Des journalistes et des magistrats menacés
Depuis l’assassinat du journaliste d’investigation Peter R. de Vries, blessé par balles le 6 juillet 2021 dans une rue d'Amsterdam, les autorités néerlandaises ont placé sous protection policière le Premier ministre démissionnaire, Mark Rutte, mais aussi de nombreux magistrats, avocats, journalistes et fonctionnaires, ainsi que leurs familles. Tous sont potentiellement menacés par la « Mocro-Maffia ». En 2019 déjà, l’organisation avait été impliquée dans l’assassinat de Derk Wiersum, un avocat d’Amsterdam spécialisé dans le crime organisé et les réseaux de trafic de drogue. Son client Nabil B., un repenti dont le frère avait été assassiné en 2018, avait livré à la police des informations-clés sur Ridouan Taghi, en échange d’une peine réduite.

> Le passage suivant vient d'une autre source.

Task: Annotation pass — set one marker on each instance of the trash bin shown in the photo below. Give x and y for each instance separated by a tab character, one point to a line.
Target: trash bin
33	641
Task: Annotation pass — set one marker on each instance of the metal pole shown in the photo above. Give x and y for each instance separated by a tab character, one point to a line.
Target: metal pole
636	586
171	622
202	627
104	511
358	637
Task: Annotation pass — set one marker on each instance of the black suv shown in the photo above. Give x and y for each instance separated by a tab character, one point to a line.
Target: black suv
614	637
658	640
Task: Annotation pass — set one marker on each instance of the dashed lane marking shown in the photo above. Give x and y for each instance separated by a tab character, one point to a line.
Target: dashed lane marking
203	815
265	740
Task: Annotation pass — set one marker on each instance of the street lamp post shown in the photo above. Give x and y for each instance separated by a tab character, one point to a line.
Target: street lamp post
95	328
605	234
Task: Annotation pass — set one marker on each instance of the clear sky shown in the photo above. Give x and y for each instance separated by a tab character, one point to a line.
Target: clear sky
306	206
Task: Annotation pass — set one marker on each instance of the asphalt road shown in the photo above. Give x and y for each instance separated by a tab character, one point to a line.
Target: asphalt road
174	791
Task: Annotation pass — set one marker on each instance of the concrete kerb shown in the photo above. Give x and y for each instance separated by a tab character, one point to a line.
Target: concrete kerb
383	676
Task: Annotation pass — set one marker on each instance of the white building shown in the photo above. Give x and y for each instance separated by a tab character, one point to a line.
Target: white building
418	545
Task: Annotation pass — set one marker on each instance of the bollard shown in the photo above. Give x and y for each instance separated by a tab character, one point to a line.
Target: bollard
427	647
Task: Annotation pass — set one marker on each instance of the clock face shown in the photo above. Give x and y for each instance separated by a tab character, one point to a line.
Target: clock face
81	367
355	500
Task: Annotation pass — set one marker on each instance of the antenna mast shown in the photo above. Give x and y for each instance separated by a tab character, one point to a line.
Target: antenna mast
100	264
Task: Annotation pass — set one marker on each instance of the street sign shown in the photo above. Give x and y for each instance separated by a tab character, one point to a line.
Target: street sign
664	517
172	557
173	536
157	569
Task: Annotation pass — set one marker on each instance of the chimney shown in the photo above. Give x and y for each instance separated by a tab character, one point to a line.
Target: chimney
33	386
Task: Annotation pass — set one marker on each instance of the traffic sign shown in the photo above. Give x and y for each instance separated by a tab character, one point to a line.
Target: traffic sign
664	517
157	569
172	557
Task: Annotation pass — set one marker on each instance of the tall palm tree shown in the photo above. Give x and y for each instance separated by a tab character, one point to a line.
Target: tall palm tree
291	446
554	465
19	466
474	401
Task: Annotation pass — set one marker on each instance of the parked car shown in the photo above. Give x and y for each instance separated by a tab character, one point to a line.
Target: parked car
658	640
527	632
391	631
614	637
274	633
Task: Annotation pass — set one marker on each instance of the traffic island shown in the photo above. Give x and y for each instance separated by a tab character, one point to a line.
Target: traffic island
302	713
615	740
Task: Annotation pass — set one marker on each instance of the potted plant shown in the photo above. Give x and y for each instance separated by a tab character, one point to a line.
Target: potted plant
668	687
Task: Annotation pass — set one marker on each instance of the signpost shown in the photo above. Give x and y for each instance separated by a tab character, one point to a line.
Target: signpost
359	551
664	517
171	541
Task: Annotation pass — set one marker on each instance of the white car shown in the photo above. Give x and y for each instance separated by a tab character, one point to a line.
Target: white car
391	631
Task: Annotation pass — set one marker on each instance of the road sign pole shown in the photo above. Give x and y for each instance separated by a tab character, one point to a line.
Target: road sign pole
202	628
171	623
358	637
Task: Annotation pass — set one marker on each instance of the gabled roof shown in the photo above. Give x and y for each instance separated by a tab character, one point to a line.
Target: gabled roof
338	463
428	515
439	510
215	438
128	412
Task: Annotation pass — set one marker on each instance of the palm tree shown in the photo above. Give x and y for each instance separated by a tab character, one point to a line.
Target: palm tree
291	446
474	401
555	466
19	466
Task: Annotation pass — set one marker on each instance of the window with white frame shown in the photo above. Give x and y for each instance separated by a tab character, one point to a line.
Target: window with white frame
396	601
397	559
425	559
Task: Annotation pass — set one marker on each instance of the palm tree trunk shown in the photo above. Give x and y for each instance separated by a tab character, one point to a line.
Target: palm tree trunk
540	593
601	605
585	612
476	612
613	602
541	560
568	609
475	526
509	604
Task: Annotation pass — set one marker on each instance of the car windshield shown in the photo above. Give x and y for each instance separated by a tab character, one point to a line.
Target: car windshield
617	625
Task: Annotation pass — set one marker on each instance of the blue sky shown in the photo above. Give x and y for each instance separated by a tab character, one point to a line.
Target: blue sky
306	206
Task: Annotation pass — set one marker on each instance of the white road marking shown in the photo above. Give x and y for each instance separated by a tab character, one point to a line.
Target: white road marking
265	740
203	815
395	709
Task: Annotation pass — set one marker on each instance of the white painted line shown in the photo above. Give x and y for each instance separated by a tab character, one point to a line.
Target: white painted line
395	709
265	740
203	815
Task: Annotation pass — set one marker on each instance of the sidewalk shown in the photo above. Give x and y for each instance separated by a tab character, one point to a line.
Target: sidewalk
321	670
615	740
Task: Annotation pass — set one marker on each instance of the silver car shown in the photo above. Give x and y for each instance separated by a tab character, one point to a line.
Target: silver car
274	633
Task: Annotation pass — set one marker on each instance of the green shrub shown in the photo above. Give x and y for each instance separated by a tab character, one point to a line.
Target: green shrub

Cette agression a également relancé le débat sur la place qu’occupent le crime organisé et le trafic de drogue à aux ports d’Anvers et de Rotterdam. Le travail semble loin d'être terminé. Les douanes belges le reconnaissent. On estime que, malgré des prises record, seuls 15% de la cocaïne importée est découverte. Parmi les pays expéditeurs : la Colombie, l'Équateur, le Brésil et l'Amérique du Sud. La drogue s'échappe ensuite vers les Pays-Bas et le reste de l'Europe. 40 % de toutes les saisies de cocaïne en Europe sont réalisées à Anvers.